Puis c’est la porte d’entrée qui s’ouvre. On entend le bruit et le souffle d’un utilitaire qui passe dans la rue Prévost et la porte se referme.

Un bouton rouge s’allume au bras de celui qui a parlé, le chef probablement. Il ordonne :

— Silence partout !

Le couloir se vide. Le joggeur est tranquillement revenu chez lui sans se douter de rien. Sauf qu’aujourd’hui, ça va être sa fête alors qu’elle n’est même pas inscrite au calendrier. Il ôte son bonnet humide de transpiration puis monte lentement marche à marche l’escalier et pose le pied sur le tapis du palier. Il souffle bruyamment comme pour mettre un terme à son effort matinal et marquer son retour. Un rite peut-être. Une satisfaction certainement.

Le silence revient durant quelques secondes puis la porte du fond du couloir s’ouvre lentement. Un petit bonhomme en pyjama bleu passe la tête et crie :

— Ils sont là ! Cours, Papa ! Cours !

Le père ne sait pas qui ni pourquoi mais il fait demi-tour, dévale l’escalier, bouscule une ombre qui voulait s’interposer et claque la porte derrière lui. Pas de pêne à l’intérieur. Sécurité enfant. On s’agglutine en noir devant la porte qui s’en fout des bordées de jurons. Elle ne s’ouvrira pas sans un tour de clé. Basique.

En quelques enjambées, le fuyard se retrouve sur le parking de l’église et non loin du presbytère. Il aperçoit un fourgon bleu marine du côté de la place de la Victoire. Il ne peut donc pas filer en direction de la mairie. Il passe le porche, longe le grillage vert et rattrape le sentier au bord de l’eau. C’est toujours aussi calme.

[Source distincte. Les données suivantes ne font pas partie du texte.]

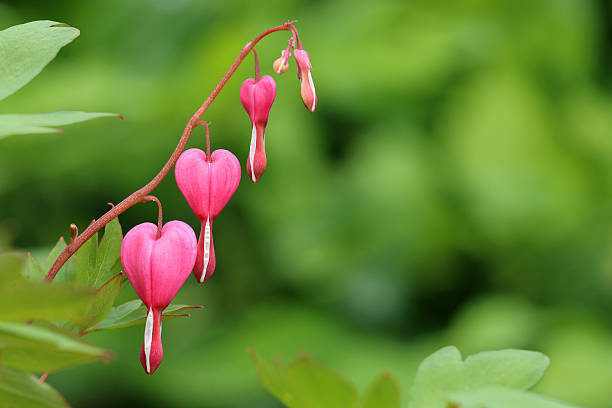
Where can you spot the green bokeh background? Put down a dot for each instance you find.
(453, 187)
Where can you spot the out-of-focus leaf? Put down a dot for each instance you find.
(19, 124)
(108, 253)
(33, 269)
(85, 260)
(24, 390)
(271, 377)
(134, 312)
(38, 349)
(305, 383)
(445, 372)
(22, 299)
(498, 397)
(25, 49)
(101, 304)
(384, 392)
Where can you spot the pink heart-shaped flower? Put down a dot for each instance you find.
(207, 187)
(257, 97)
(157, 267)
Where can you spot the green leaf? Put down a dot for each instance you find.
(22, 299)
(39, 349)
(33, 269)
(24, 390)
(109, 252)
(496, 397)
(101, 304)
(26, 49)
(85, 261)
(66, 273)
(18, 124)
(384, 392)
(272, 378)
(134, 312)
(445, 372)
(304, 383)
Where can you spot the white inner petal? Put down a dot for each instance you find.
(252, 152)
(314, 95)
(148, 338)
(206, 248)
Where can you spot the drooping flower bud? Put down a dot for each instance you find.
(207, 187)
(281, 65)
(257, 97)
(309, 95)
(157, 265)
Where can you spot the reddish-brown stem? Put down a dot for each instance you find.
(74, 232)
(257, 71)
(296, 36)
(139, 194)
(208, 158)
(160, 216)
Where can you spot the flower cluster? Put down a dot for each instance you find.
(158, 259)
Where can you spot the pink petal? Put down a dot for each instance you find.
(136, 252)
(172, 260)
(207, 187)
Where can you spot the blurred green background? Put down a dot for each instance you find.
(453, 187)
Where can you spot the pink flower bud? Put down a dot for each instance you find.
(207, 187)
(157, 267)
(281, 65)
(257, 98)
(309, 96)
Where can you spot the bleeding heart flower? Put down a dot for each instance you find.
(309, 95)
(157, 264)
(207, 187)
(257, 97)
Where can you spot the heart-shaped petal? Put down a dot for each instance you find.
(207, 187)
(158, 267)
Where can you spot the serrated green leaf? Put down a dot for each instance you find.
(497, 397)
(34, 269)
(26, 49)
(66, 273)
(445, 372)
(38, 349)
(22, 299)
(384, 392)
(305, 383)
(23, 390)
(85, 261)
(108, 253)
(101, 304)
(20, 124)
(134, 313)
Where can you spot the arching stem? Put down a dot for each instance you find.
(139, 194)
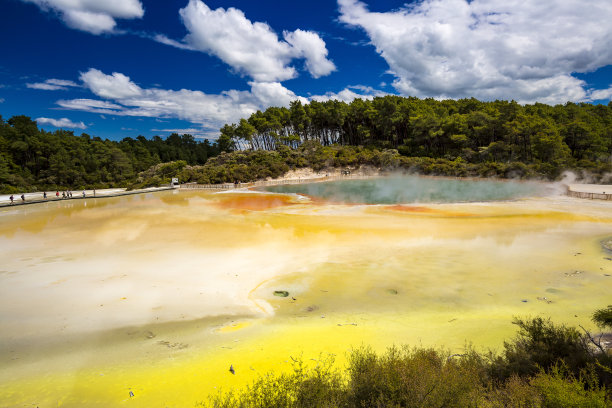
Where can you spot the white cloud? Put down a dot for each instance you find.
(93, 16)
(208, 110)
(601, 94)
(115, 86)
(348, 94)
(311, 47)
(61, 123)
(251, 48)
(53, 85)
(508, 49)
(190, 131)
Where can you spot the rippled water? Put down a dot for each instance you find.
(413, 189)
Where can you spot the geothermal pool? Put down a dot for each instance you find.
(414, 189)
(157, 294)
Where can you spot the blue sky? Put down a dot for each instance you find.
(137, 67)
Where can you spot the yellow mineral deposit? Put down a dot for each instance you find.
(148, 300)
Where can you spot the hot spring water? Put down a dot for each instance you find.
(159, 294)
(413, 189)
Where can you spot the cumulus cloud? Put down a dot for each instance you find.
(349, 94)
(251, 48)
(209, 110)
(93, 16)
(53, 85)
(61, 123)
(601, 94)
(508, 49)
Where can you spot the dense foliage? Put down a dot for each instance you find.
(563, 135)
(31, 158)
(546, 365)
(453, 137)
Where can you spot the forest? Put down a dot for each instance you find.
(33, 159)
(463, 137)
(476, 131)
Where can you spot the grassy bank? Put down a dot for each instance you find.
(545, 365)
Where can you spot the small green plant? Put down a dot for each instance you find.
(603, 317)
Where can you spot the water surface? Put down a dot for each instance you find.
(159, 293)
(413, 189)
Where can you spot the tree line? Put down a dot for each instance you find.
(501, 131)
(32, 158)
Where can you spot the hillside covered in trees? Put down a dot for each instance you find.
(31, 158)
(500, 131)
(463, 137)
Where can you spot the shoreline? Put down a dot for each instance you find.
(577, 190)
(37, 197)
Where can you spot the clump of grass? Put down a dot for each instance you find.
(545, 366)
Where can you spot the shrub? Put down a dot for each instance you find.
(540, 345)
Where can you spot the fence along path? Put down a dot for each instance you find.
(590, 191)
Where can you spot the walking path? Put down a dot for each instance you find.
(36, 198)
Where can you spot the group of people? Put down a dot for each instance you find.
(65, 194)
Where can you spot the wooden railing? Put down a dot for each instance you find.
(591, 196)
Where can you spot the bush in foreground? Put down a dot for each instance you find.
(546, 365)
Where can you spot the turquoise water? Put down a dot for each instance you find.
(412, 189)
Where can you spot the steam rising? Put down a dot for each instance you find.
(415, 189)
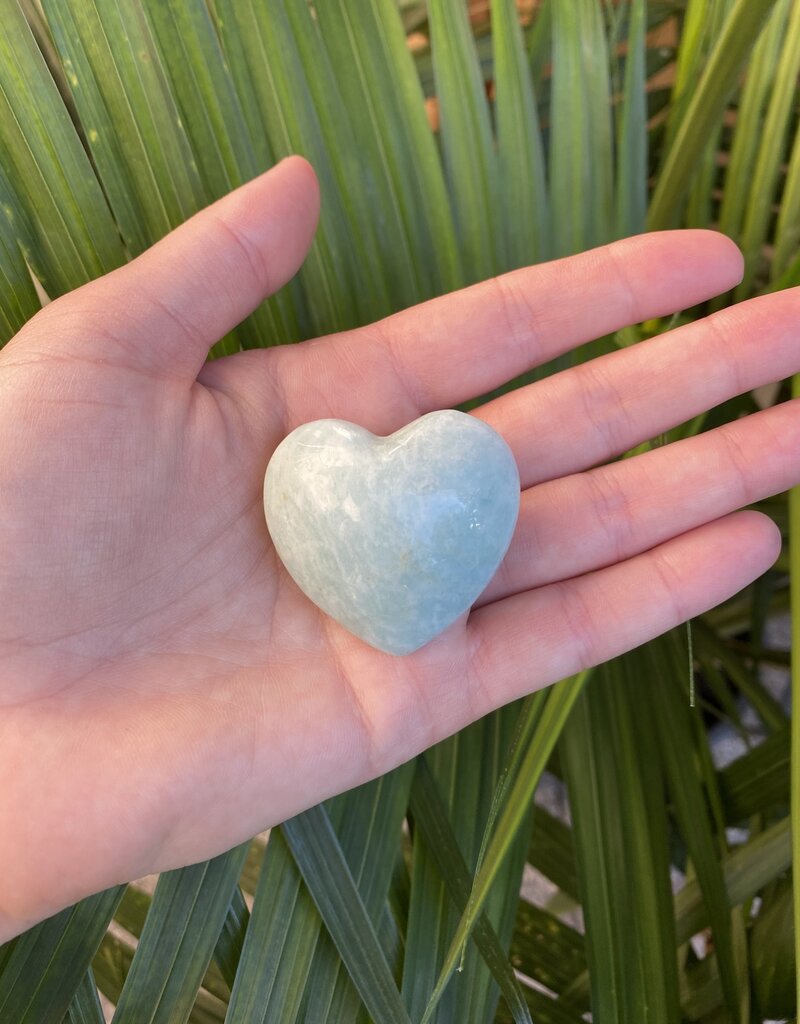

De quoi se demander s’il n’est pas en train de se faire un film.

Il réfléchira plus tard, quitte à sourire de sa réaction soudaine. Ce n’est pas le moment d’ergoter sur le sexe des anges. Il lui faut s’éloigner au plus vite. Les muscles encore chauds, il déroule aisément les foulées et file en direction de la route départementale. Arrivé aux vannes qui régulent le débit de l’Aven, il y a une trouée entre deux maisons qui donne de l’autre côté. Il aperçoit du bleu et du noir en mouvement dans la rue Hippolyte Le Bas. Non, ce n’est pas un jeu. La réalité s’impose. Le choc aussi.

Du côté de l’ancienne station-service, vers le bout du pont, il aperçoit deux fourgons qui ne se cachent même plus. Il comprend les éclairs bleutés et force l’allure sur le chemin qui tourne autour de l’étang. Il passe rapidement à couvert et file en direction du pont de chemin de fer. À pied, il a encore ses chances. Du moins, il s’en persuade.

Arrivé au pont, il gravit la butte à droite et passe le grillage pour rejoindre le ballast. Ses poursuivants sont en contrebas et à distance. Ils ne peuvent le voir sur lui. Ils ne sauront pas quelle direction il aura prise. De quoi donner du temps au temps. Tout est encore possible. Il traverse la voie, se faufile, dévale de l’autre côté et se retrouve devant le second étang.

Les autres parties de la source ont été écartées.